Here I sit. An adherent of the same religion, at least in name. A leader in the church. I see her defiance very differently, not as something that brings honor to her faith, but distorts and diminishes the heart of Christianity. She willfully is disregarding the oath that she took when elected as County Recorder. I don’t have so much an issue with that fact that she disagrees with the Supreme Court decision legalizing same-sex marriage. That is her constitutional right. But if her conscience dictates that she can’t do what her job and her oath of office require, then she should resign. Instead she has chosen to grandstand and drag the whole country into this fake debate about religious freedom and a drama that is mostly irrelevant.

It is so striking to me how adherents of the same nominal Christian faith can come to such polar opposite conclusions about her actions, and more fundamentally, about the issue that prompted her grandstanding. Mike Huckabee is an ordained Baptist pastor and was the pastor of a large, successful Baptist church before going into politics. Ted Cruz grew up in the church; his father was the pastor of a large, successful fundamentalist-leaning church. Cruz is graduate of Princeton first, and then Harvard Law School. These are not stupid people.

While I don’t carry the educational credentials of Cruz, I am a leader in the church and called on almost daily to articulate the Christian faith. I come to vastly different conclusions about Davis’s actions, about gay marriage, and I suppose about nearly every other aspect of Christian teaching and Christian life. How can that be?

Earlier this summer, I read The Righteous Mind, a fascinating book by Jonathan Haidt. Haidt is a moral psychologist and the book sets out to describe how persons shape their moral universe. The common understanding is that people find their fundamental moral principles — often in their faith and their own sacred texts — and then arrive at actions and beliefs that are reasoned from their fundamental moral principles. So, for instance, if we are adherents of Christianity, we look at what the bible has to say about moral issues, the voice of the bible leads us to our moral principles, and then we determine our actions based on those principles.

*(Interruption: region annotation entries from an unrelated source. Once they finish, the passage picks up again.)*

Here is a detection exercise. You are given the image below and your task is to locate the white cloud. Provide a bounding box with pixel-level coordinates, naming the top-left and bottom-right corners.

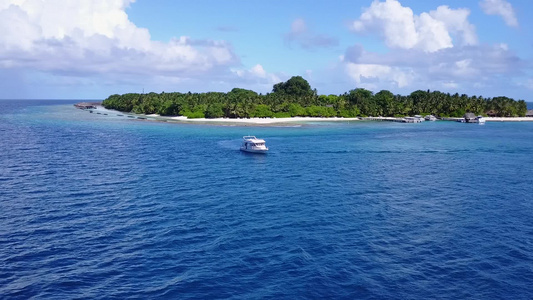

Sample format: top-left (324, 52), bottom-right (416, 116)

top-left (345, 62), bottom-right (414, 88)
top-left (351, 0), bottom-right (477, 52)
top-left (285, 19), bottom-right (339, 49)
top-left (340, 44), bottom-right (528, 94)
top-left (479, 0), bottom-right (518, 27)
top-left (0, 0), bottom-right (238, 77)
top-left (233, 64), bottom-right (281, 88)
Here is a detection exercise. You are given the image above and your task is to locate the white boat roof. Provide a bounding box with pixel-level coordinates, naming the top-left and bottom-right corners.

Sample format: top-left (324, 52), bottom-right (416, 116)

top-left (242, 135), bottom-right (265, 143)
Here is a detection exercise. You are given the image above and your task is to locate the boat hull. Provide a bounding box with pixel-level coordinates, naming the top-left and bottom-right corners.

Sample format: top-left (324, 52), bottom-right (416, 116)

top-left (241, 147), bottom-right (268, 154)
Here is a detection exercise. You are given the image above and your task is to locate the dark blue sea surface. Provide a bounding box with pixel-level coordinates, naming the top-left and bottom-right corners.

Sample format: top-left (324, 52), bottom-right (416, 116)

top-left (0, 100), bottom-right (533, 299)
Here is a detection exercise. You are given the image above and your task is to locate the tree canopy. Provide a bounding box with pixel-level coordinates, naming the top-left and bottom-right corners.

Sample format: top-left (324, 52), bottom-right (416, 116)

top-left (102, 76), bottom-right (527, 118)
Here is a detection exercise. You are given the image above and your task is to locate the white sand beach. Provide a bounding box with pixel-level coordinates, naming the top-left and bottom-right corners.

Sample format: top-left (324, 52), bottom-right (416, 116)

top-left (108, 107), bottom-right (533, 125)
top-left (485, 117), bottom-right (533, 122)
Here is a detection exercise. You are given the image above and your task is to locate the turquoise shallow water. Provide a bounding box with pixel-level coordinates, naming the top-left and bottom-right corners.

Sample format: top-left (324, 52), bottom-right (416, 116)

top-left (0, 101), bottom-right (533, 299)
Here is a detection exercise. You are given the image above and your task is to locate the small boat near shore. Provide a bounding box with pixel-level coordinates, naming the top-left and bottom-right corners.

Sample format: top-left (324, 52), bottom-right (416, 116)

top-left (241, 135), bottom-right (268, 153)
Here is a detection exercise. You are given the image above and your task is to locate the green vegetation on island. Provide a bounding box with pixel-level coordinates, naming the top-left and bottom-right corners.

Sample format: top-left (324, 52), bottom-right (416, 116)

top-left (102, 76), bottom-right (527, 118)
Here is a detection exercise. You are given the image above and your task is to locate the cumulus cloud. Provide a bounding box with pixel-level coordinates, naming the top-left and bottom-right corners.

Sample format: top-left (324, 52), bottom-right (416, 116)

top-left (350, 0), bottom-right (477, 52)
top-left (285, 19), bottom-right (339, 49)
top-left (340, 44), bottom-right (527, 91)
top-left (233, 64), bottom-right (281, 88)
top-left (479, 0), bottom-right (518, 27)
top-left (0, 0), bottom-right (238, 77)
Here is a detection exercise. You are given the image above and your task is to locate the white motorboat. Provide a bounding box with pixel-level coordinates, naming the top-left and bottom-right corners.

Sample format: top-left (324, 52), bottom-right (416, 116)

top-left (241, 135), bottom-right (268, 153)
top-left (415, 115), bottom-right (425, 123)
top-left (476, 116), bottom-right (486, 124)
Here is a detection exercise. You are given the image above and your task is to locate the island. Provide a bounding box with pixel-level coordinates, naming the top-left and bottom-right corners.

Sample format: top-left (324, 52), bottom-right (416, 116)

top-left (102, 76), bottom-right (527, 120)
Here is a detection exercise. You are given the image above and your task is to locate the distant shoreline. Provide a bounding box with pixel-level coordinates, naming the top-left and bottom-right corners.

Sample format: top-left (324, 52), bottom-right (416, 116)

top-left (87, 106), bottom-right (533, 125)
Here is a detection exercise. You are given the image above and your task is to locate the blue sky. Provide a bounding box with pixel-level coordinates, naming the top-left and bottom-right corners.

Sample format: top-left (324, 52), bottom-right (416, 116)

top-left (0, 0), bottom-right (533, 101)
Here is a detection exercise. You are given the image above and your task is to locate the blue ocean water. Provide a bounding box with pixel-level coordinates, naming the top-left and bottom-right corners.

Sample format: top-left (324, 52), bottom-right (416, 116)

top-left (0, 100), bottom-right (533, 299)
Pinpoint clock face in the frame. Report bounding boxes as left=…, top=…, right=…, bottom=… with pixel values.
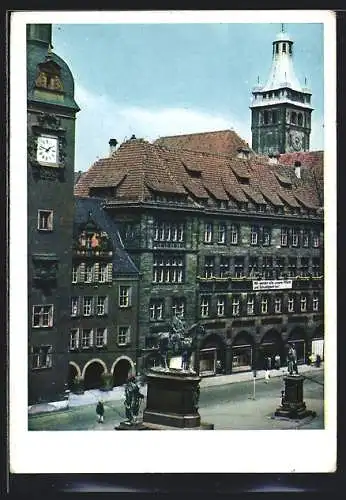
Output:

But Haidt suggests that this isn’t the way it works. Using a wide array of theories, research and experimentation, he describes how people intuit moral positions and then go in search of a moral framework to support their position. So, for instance, if I have an intuitive disdain for homosexuality, that decision is made “in my gut” as Haidt describes it, and then I go in search of support for my position. Did you get that? Let me say it another way: we go looking for divine support for positions that we have taken intuitively.

I’m no expert on psychology, and so I can’t evaluate Haidt’s thesis as an expert. But he does make a compelling case. It strikes me as a cogent argument for, among other perplexing questions, why adherents of the same religion come to such different moral conclusions.

But it also shakes religious foundations to the very core. What could it mean if we do not, in fact, base our moral principles on our sacred scriptures, but on our intuitions that have been shaped by our upbringing, our culture, and even our personality? What then, could Christianity possibly be about, if not a moral code for righteous living?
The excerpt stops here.